Si apre con Mara alla guida di un’auto rubata e Heduš mimetizzato da cacciatore, armato di un mitra giocattolo, il quale insiste per partecipare al viaggio che il coetaneo sta per intraprendere. Trovato un accordo si dirigono al sud, sui monti innevati. Durante una sosta sulle rive di un lago scorgono un vecchio che sta affogando un cane. Lo salvano e lo prendono con loro. E quando lungo la strada accolgono una ragazza che sembra essere stata mollata da un compagno, formano un quartetto.
I due mocciosi, diciamo così, accarezzano sogni erotici, ma l’adolescente è scaltra, e dopo essere stata tratta d’impaccio dai due ragazzini da un giovanotto importuno, li molla sulla strada. Nel loro itinerario c’è anche la casa del nonno di Mára, che è stato appena colto da un attacco e che i due portano all’ospedale. Poi litigano. Heduš prende il cane e se ne va. Mára, fermato da un poliziotto, finisce in guardina. Accusato di aver rubato l’auto, viene affidato a una signora in uniforme che sa il fatto suo e che riesce a fargli dire tutto ciò che vuol sapere. E sta per essere rispedito al suo paese quando l’amichetto con uno stratagemma riesce a farlo evadere e sono di nuovo in macchina sulla strada.
Simpatico, senza dubbio, e con qualche risvolto divertente, un piccolo film sui sogni dei primi anni della pubertà, sul desiderio di indipendenza, di libertà e di fuga, e in allegato, due profili critici di due singolari, forse, agenti di polizia. Con Tomáš Mrvik, Jan František Uher, Eliška K?enková, Lenka Vlasáková, Martin Pechlát.
Dalla Boemia al mondo ortodosso della comunità ebraica di Gerusalemme arriviamo all’altro film in concorso, Geula (Redenzione) di due registi sulla cinquantina, l’israeliano Joseph Madmony, e Boaz Yehonatan Yacov, di origine sudafricana. Geula ha sette anni. Necessita trattamenti di chemioterapia molto cari. Suo padre, Menachem, è vedovo e lavora in un supermercato. Avendo fatto parte anni prima di una band rock, torna per un aiuto dai vecchi amici che gli offrono di cantare durante la celebrazione dei matrimoni. Lui accetta, ma la custodia della bambina, il lavoro regolare e quello di supporto, e soprattutto l’equilibrio tra gli studi religiosi e il comportamento quotidiano rendono quasi impraticabile la sua vita, con improvvisi sbalzi d’umore e distinguo con i vecchi amici.

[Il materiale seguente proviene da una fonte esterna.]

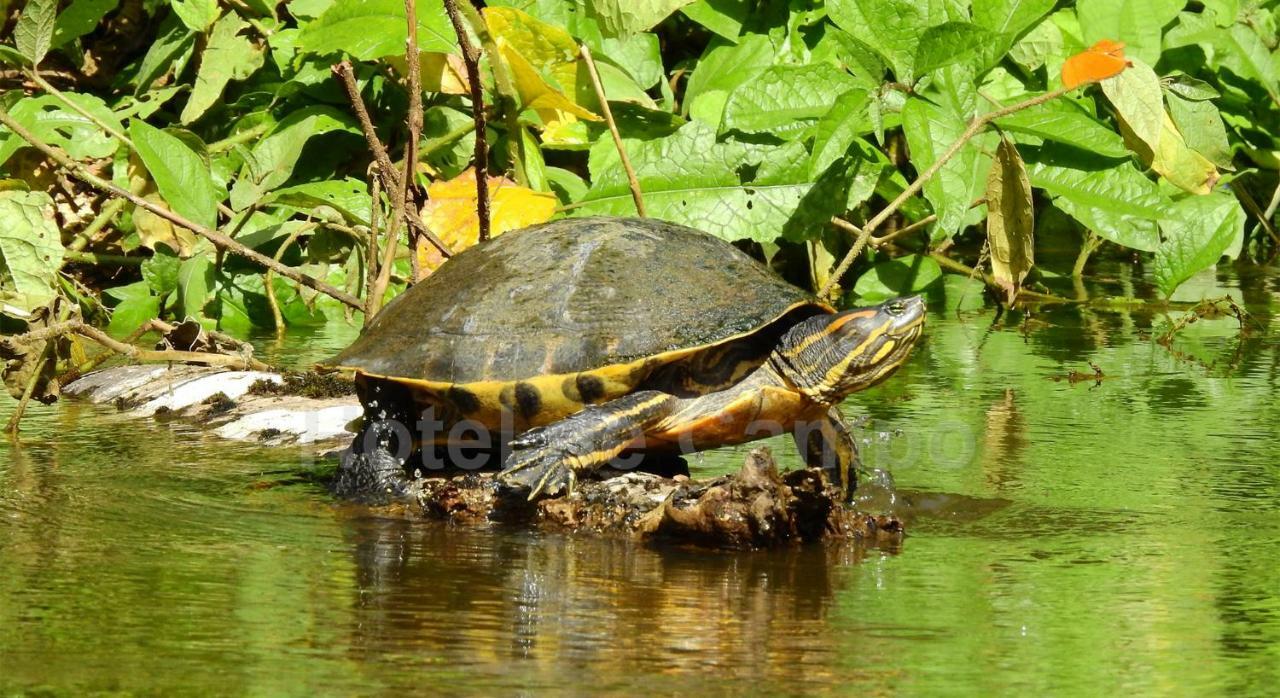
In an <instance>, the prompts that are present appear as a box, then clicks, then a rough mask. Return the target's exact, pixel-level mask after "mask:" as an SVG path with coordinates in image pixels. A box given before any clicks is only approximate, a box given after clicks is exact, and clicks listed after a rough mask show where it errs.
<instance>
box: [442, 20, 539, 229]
mask: <svg viewBox="0 0 1280 698" xmlns="http://www.w3.org/2000/svg"><path fill="white" fill-rule="evenodd" d="M444 9H445V10H447V12H448V14H449V22H452V23H453V31H454V32H456V33H457V35H458V46H460V47H461V49H462V63H463V64H465V65H466V67H467V82H468V83H470V87H471V119H472V120H474V122H475V123H476V151H475V168H476V215H477V218H479V219H480V242H484V241H486V239H489V142H488V140H486V138H485V124H484V86H483V85H481V83H480V54H479V51H476V47H475V46H472V45H471V37H468V36H467V31H466V24H463V22H462V14H461V13H460V12H458V3H457V0H444ZM494 60H498V56H489V61H490V63H493V61H494ZM508 137H509V138H520V133H518V132H513V133H509V134H508ZM515 147H518V145H517V146H515Z"/></svg>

Interpretato con molta sensibilità da Moshe Folenflik e dal quartetto che compone la rock band che si esibisce in alcune esecuzioni che punteggiano il racconto, il film dura cento minuti e segue l’itinerario psicologico di Menachem, sempre in equilibrio tra offerte e profferte quotidiane, tra la difficoltà di reperire fondi per trattamenti sempre più cari e quella di accettare somme che comportano implicazioni sociali poco chiare, e ancora, la lotta quotidiana con il tempo da dedicare a Geula, al lavoro e agli amici. Nell’insieme un’incursione nella comunità ebraica ortodossa con i suoi problemi e i variegati interpreti.